2015年05月13日時点
April retail sales came in weak this morning, with headline sales flat in April following a 1.1% gain in March, revised up from 0.9% in the initial report last month and following a 0.6% decline in February. The core sales measure we track (see accompanying chart) was up a scant 0.1% in April, with the March gain revised from 0.4% to 0.5%, and February revised from -0.2% to -0.3%.
The trend of economic data over the past six weeks has been unrelentingly soft, and today’s news was more of the same. As seen in the chart, “control” sales are right on the mediocre trend line they have followed for the last four years, contrary to widespread hopes that better job growth and lower gas prices would spur an acceleration in consumer spending.

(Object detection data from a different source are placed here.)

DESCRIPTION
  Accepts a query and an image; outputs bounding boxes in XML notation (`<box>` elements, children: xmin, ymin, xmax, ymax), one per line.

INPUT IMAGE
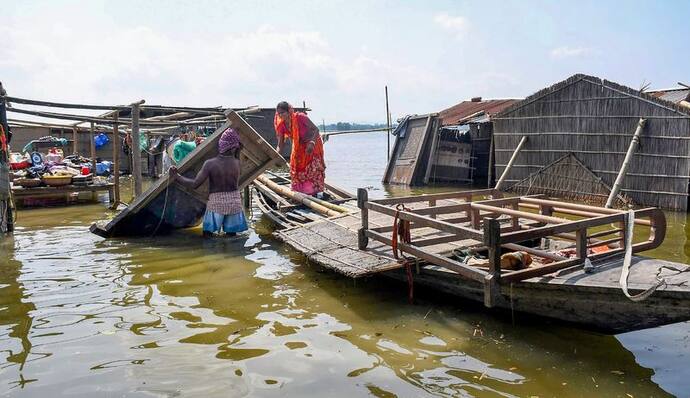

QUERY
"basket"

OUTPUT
<box><xmin>43</xmin><ymin>176</ymin><xmax>72</xmax><ymax>187</ymax></box>
<box><xmin>13</xmin><ymin>178</ymin><xmax>41</xmax><ymax>188</ymax></box>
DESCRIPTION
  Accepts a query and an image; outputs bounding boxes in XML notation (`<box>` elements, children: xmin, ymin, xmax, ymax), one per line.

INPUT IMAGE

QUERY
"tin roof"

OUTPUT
<box><xmin>438</xmin><ymin>99</ymin><xmax>520</xmax><ymax>126</ymax></box>
<box><xmin>647</xmin><ymin>88</ymin><xmax>690</xmax><ymax>104</ymax></box>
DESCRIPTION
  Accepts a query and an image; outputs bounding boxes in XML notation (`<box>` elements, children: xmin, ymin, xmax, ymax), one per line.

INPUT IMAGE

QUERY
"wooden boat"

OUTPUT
<box><xmin>91</xmin><ymin>112</ymin><xmax>284</xmax><ymax>238</ymax></box>
<box><xmin>255</xmin><ymin>186</ymin><xmax>690</xmax><ymax>333</ymax></box>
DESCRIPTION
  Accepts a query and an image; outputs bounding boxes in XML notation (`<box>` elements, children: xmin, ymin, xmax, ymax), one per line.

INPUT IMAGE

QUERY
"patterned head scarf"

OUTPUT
<box><xmin>218</xmin><ymin>127</ymin><xmax>240</xmax><ymax>153</ymax></box>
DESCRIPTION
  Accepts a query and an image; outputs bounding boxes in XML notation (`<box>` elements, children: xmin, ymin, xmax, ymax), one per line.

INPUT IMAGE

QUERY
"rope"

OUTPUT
<box><xmin>619</xmin><ymin>210</ymin><xmax>666</xmax><ymax>302</ymax></box>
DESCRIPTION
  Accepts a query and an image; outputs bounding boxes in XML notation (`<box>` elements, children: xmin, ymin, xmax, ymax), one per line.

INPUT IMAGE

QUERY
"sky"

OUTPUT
<box><xmin>0</xmin><ymin>0</ymin><xmax>690</xmax><ymax>124</ymax></box>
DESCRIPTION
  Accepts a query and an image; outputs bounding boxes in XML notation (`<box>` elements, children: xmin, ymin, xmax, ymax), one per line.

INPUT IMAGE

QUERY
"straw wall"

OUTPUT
<box><xmin>493</xmin><ymin>75</ymin><xmax>690</xmax><ymax>210</ymax></box>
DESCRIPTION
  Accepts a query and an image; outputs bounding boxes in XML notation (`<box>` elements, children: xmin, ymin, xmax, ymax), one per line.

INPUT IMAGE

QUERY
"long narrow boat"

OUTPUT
<box><xmin>254</xmin><ymin>180</ymin><xmax>690</xmax><ymax>333</ymax></box>
<box><xmin>91</xmin><ymin>112</ymin><xmax>284</xmax><ymax>238</ymax></box>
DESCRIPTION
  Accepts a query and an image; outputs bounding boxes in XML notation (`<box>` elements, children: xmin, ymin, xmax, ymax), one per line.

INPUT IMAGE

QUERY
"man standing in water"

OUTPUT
<box><xmin>170</xmin><ymin>128</ymin><xmax>247</xmax><ymax>237</ymax></box>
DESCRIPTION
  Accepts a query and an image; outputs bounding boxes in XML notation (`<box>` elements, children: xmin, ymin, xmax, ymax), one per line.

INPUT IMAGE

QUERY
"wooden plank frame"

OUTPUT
<box><xmin>358</xmin><ymin>190</ymin><xmax>666</xmax><ymax>307</ymax></box>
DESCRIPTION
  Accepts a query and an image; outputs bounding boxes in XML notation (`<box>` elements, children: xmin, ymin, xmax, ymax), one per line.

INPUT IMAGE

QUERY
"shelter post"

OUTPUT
<box><xmin>132</xmin><ymin>101</ymin><xmax>143</xmax><ymax>197</ymax></box>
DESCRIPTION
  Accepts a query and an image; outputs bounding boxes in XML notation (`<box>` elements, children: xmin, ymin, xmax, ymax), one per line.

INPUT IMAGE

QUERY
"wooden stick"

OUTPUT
<box><xmin>606</xmin><ymin>118</ymin><xmax>647</xmax><ymax>208</ymax></box>
<box><xmin>494</xmin><ymin>135</ymin><xmax>527</xmax><ymax>191</ymax></box>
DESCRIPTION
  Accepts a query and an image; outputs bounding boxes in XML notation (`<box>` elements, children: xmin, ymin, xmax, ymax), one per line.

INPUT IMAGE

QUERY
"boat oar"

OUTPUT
<box><xmin>256</xmin><ymin>175</ymin><xmax>350</xmax><ymax>216</ymax></box>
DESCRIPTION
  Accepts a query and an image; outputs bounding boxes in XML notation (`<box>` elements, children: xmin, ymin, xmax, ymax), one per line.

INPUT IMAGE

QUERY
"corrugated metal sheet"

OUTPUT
<box><xmin>648</xmin><ymin>88</ymin><xmax>690</xmax><ymax>104</ymax></box>
<box><xmin>439</xmin><ymin>99</ymin><xmax>520</xmax><ymax>126</ymax></box>
<box><xmin>383</xmin><ymin>114</ymin><xmax>437</xmax><ymax>185</ymax></box>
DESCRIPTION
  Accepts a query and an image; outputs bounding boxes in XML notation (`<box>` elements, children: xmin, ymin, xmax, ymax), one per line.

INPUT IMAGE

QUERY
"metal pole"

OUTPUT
<box><xmin>605</xmin><ymin>118</ymin><xmax>647</xmax><ymax>209</ymax></box>
<box><xmin>386</xmin><ymin>86</ymin><xmax>391</xmax><ymax>161</ymax></box>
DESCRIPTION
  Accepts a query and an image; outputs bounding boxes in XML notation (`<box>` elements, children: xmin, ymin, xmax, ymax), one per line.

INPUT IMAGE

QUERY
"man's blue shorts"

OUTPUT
<box><xmin>204</xmin><ymin>210</ymin><xmax>248</xmax><ymax>234</ymax></box>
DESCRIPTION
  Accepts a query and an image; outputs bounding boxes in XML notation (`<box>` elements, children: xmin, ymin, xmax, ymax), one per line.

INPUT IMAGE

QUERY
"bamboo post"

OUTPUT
<box><xmin>132</xmin><ymin>102</ymin><xmax>141</xmax><ymax>197</ymax></box>
<box><xmin>385</xmin><ymin>86</ymin><xmax>391</xmax><ymax>161</ymax></box>
<box><xmin>494</xmin><ymin>135</ymin><xmax>527</xmax><ymax>191</ymax></box>
<box><xmin>89</xmin><ymin>122</ymin><xmax>98</xmax><ymax>201</ymax></box>
<box><xmin>484</xmin><ymin>218</ymin><xmax>501</xmax><ymax>308</ymax></box>
<box><xmin>112</xmin><ymin>111</ymin><xmax>120</xmax><ymax>207</ymax></box>
<box><xmin>242</xmin><ymin>184</ymin><xmax>252</xmax><ymax>210</ymax></box>
<box><xmin>605</xmin><ymin>118</ymin><xmax>647</xmax><ymax>208</ymax></box>
<box><xmin>0</xmin><ymin>97</ymin><xmax>14</xmax><ymax>233</ymax></box>
<box><xmin>357</xmin><ymin>188</ymin><xmax>369</xmax><ymax>250</ymax></box>
<box><xmin>575</xmin><ymin>228</ymin><xmax>587</xmax><ymax>262</ymax></box>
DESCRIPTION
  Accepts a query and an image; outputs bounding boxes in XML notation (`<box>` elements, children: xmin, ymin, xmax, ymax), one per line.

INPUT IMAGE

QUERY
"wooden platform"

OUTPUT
<box><xmin>275</xmin><ymin>195</ymin><xmax>490</xmax><ymax>278</ymax></box>
<box><xmin>257</xmin><ymin>183</ymin><xmax>690</xmax><ymax>333</ymax></box>
<box><xmin>12</xmin><ymin>183</ymin><xmax>115</xmax><ymax>202</ymax></box>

Note also that the “control” measure followed here is slightly different from that followed by most analysts. The others exclude restaurant sales from their “control” measure, because the U.S. Department of Commerce now includes restaurant spending in the services component of GDP data rather than the goods sector (where other retail spending goes). We include restaurant sales in our “control” measure, because these have always been part of the retail report. Anyway, restaurant sales have been one of the few bright spots for retailing lately, so the retail trends reported here are drab despite including stronger restaurant data.
Note finally that consumers are not just suddenly reeling after a strong spending spurt. Again, recent data merely bring sales back to the trends in place prior to the October/November spike of late-2014. If severe early-2015 weather were the factor holding sales down, the softness in January and February 2015 would have been followed by overly strong gains in March and April, as happened a year ago. That this didn’t happen this year is a clear indication that it was the stronger October/November gains that were the aberration, not the recent data.
On net, we have seen steady, drab retail sales growth across the last six months, opposite clear slowings in exports and capital spending and, through April at least, a net slowing in US economic growth.